The earth of the city-wall is nothing but common soil which men have used their strength to ram down and raise near the moat. The great achievements of a State are loftier than a city-wall, and the strength of the gentlemen of the pen is greater than that of the rammers.
The brilliant virtue and the success of a holy ruler should, at all events, be praised and put on record ; how can the current of these records suddenly be drained and exhausted ?
When somebody has won laurels, either those who extol him hit the truth, or they would fain praise him, but cannot express themselves, or what they say is bad, and they are reluctant to speak their mind freely. Which of these three classes of people deserves the prize ? The epoch of the Five Emperors and the Three Rulers was particularly prosperous in this respect. During the time of HsiaoMing Ti, plenty of lucky presages appeared together, and there was no lack of officers and functionaries, but of all encomiasts of the State only men like Pan Ku may be said to have praised it properly. Should we not rather use high-flown panegyrics, to make the virtue of the Han illustrious among all generations, that its emperors shine like sun and moon, than be ineloquent or speak badly and improperly ? 1
When Ch‘in Shih Huang Ti travelled to the south-east and ascended Mount Kuei-chi, Li Sse composed a laudatory stone-inscription recording the excellent deeds of the emperor, and when the latter reached Lang-yeh he did the same 2. Ch‘in was a depraved State, but p2.226 in these stone-inscriptions the era was so embellished, that the readers must have taken it for the age of Yao and Shun, whence the necessity of eulogies becomes obvious.
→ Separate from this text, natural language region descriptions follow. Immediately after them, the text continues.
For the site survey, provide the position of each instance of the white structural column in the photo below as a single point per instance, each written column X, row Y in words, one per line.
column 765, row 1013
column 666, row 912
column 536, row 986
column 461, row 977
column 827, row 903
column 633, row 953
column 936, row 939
At present, we are not short of talents like Li Sse who might take part in the ascent of Mount Kuei-chi and pass over the terraces of Lang-yeh.
When musicians play beautiful airs on the guitar, and the audience does not applaud, the musicians become apathetic and lose their enthusiasm, because exquisite music is very difficult to play, and yet the spectators do not appreciate it. When a wise State keeps an excellent administration, and officialdom withholds its praise, but hopes to benefit by it, it will not be carried on. Now we possess many recipe books written on bamboo and silk which do not give the name of the inventor by whom the recipes were issued. The public does not use and overlooks them. If, however, it is stated in the headings that a recipe is that of Mr. So-and-so, and that it has already been tested, then those willing to try it will compete in copying the recipes and carving them in wood, and will regard them as a hidden treasure.
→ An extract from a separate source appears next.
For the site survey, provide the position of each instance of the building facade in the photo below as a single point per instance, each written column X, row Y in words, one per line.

In the capital memorials are written, and in the provinces reports are drafted in order to recommend officials, praising them for their skill and their abilities. The publication of these memorials and reports induces the officials to virtue and honesty, because in the memorials their conduct is divulged, and through the reports their talents are exhibited. If the virtue of the State, in spite of its gloriousness, does not meet with applause, so that the holy State of the Great Han enjoys but scanty fame, the fault lies with the common scholars who do not make correct statements.